Training a universal vocoder #252

JRMeyer · 2021-03-07T08:50:16Z

JRMeyer
Mar 7, 2021
Maintainer

>>> julian.weber
[August 9, 2020, 10:21am]

Hello,

Since training a vocoder takes time and compute, I'd like to train and
contribute a universal vocoder that works for most use cases. slash
I have compute but I'm no expert on TTS and I'd like help choosing hyper
parameters and tuning the config file.

did it with WaveRNN and it worked
very well. slash
I'd like to do the same with faster inference speed to cover more use
cases by using either MelGAN or PWGAN on the same LibriTTS dataset.

According to my understanding, the sample-rate of the dataset used to
train Tacotron doesn't really matter because it shouldn't affect the mel
spectogram (I'm not so sure about that), the only parameters that should
affect it are :

should be fixable without retraining)

And so, still according to my understanding, these are the parameters
that must be shared with all models that use the same vocoder.

The vocoder's output sample rate shouldn't matter too much but I think
that 16kHz instead of the LibriTTS's 24kHz should give a 33% boost in
inference performance. (I'm not so sure about that as well since PWGAN
and MelGAN are far more parallelised than WaveRNN)
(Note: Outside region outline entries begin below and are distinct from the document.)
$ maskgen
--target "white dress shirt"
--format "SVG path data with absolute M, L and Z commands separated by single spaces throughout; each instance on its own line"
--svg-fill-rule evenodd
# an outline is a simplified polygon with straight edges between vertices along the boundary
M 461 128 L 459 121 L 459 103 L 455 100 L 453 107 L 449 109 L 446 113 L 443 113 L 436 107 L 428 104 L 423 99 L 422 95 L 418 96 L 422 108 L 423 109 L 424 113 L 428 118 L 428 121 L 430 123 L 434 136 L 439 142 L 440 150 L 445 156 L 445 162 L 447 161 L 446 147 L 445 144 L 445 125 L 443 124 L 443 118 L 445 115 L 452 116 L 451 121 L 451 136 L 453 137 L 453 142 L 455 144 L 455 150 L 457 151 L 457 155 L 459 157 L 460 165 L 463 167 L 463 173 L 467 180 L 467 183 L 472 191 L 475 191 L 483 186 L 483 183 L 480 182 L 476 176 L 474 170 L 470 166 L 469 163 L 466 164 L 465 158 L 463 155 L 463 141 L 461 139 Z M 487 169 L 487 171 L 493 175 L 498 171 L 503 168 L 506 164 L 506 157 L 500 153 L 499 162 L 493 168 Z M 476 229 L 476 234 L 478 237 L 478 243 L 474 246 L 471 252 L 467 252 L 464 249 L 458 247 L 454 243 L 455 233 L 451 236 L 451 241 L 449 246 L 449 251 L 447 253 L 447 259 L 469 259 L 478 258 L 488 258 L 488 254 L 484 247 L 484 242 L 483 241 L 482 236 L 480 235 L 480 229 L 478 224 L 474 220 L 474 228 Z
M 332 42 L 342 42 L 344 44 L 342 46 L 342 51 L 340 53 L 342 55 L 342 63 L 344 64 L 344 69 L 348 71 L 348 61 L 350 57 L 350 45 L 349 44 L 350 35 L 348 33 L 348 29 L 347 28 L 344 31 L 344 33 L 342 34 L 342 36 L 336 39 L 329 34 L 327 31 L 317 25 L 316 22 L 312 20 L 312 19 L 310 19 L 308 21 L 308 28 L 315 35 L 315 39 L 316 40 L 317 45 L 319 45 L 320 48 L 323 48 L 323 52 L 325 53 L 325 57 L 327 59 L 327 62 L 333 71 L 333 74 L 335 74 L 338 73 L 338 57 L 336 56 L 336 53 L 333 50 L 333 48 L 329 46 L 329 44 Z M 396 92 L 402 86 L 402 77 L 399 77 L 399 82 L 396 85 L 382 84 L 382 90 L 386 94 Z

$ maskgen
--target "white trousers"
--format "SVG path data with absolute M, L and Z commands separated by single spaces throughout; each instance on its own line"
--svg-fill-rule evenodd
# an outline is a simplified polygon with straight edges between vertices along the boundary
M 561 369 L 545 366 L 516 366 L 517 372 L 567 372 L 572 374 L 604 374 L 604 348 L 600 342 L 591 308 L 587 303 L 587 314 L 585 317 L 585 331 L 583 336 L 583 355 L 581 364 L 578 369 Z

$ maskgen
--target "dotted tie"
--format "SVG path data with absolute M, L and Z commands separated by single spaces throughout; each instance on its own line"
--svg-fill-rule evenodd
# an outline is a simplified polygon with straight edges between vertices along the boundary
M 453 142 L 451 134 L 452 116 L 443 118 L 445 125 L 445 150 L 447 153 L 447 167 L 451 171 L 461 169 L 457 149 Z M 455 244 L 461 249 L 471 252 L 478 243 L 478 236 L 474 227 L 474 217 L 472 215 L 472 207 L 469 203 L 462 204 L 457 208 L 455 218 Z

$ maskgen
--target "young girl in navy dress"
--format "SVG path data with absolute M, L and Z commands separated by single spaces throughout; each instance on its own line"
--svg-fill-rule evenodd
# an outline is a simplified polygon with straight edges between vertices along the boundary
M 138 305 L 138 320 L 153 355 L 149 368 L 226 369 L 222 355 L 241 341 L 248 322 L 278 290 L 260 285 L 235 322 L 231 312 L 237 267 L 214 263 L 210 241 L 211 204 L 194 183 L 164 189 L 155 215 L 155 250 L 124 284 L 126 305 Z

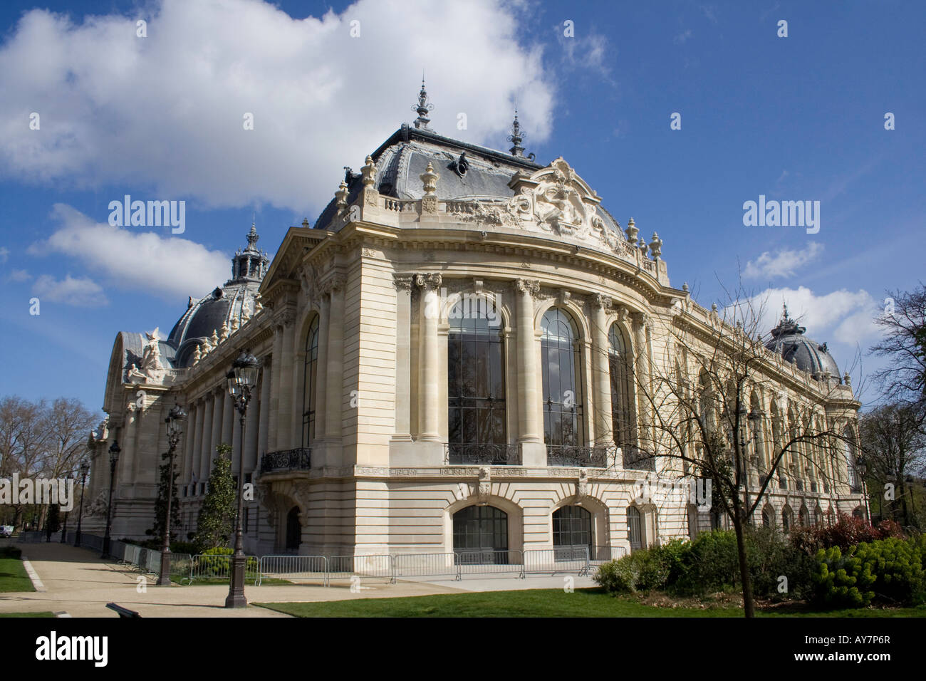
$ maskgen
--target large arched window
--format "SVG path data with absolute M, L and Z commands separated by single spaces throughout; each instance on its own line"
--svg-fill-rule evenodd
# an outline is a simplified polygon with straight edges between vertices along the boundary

What do you think about that ? Is it a good idea ? Am I off in my
understanding of the TTS process ?

[This is an archived TTS discussion thread from discourse.mozilla.org/t/training-a-universal-vocoder]

JRMeyer · 2021-03-07T08:50:19Z

JRMeyer
Mar 7, 2021
Maintainer Author

>>> georroussos
[August 9, 2020, 10:30am]

Good idea, thought it might be better to downsample to 22050, since most
TTS training I have seen happens with that sample rate. I also need to
point out that I tried to train a universal vocoder using LibriTTS
many times, but unfortunately it never worked well.

[Archived Post]

0 replies

JRMeyer · 2021-03-07T08:50:22Z

JRMeyer
Mar 7, 2021
Maintainer Author

>>> julian.weber
[August 9, 2020, 10:36am]

Could you please tell me what models did you try please and the rough
configs ?

[Archived Post]

0 replies

JRMeyer · 2021-03-07T08:50:24Z

JRMeyer
Mar 7, 2021
Maintainer Author

>>> georroussos
[August 9, 2020, 10:44am]

I only tried ParallelWaveGAN. The sample rate was 22050. The win length
was 1100 and hop_length was 275. 80 mels and 0 mel_fmin. What I got was
a lot of static and muffled voices. In a paper, it is mentioned it is
much better to train on a much smaller amount of speakers, but with same
amount of speech for each of them. The paper mentioned 6 speakers (3
male and 3 female) with 10 hours for each.

[Archived Post]

0 replies

JRMeyer · 2021-03-07T08:50:27Z

JRMeyer
Mar 7, 2021
Maintainer Author

>>> julian.weber
[August 9, 2020, 11:41am]

Hum ok thanks for the insights. slash
So I may go with m-ailabs on French/German/English one speaker f/m each
then... slash
Did your config work fine on one speaker ? Do you think MelGAN would
behave better with a high number of speakers ? (I don't think MelGAN's
MOS is sufficient for the tradeoff speed/quality)

[Archived Post]

0 replies

JRMeyer · 2021-03-07T08:50:29Z

JRMeyer
Mar 7, 2021
Maintainer Author

>>> erogol
[August 9, 2020, 12:11pm]

I am able to train PWGAN with LibriTTS better than static noise (still
training). However my initial work indicated that we need to use a
larger model since the original PWGAN model is very tiny and the variety
in the speech requires a stronger model.

I also try to make the model more sampling rate agnostic by providing a
different up-sampling network for each target sampling rate. And I
provide different sampling rate input for each batch at training.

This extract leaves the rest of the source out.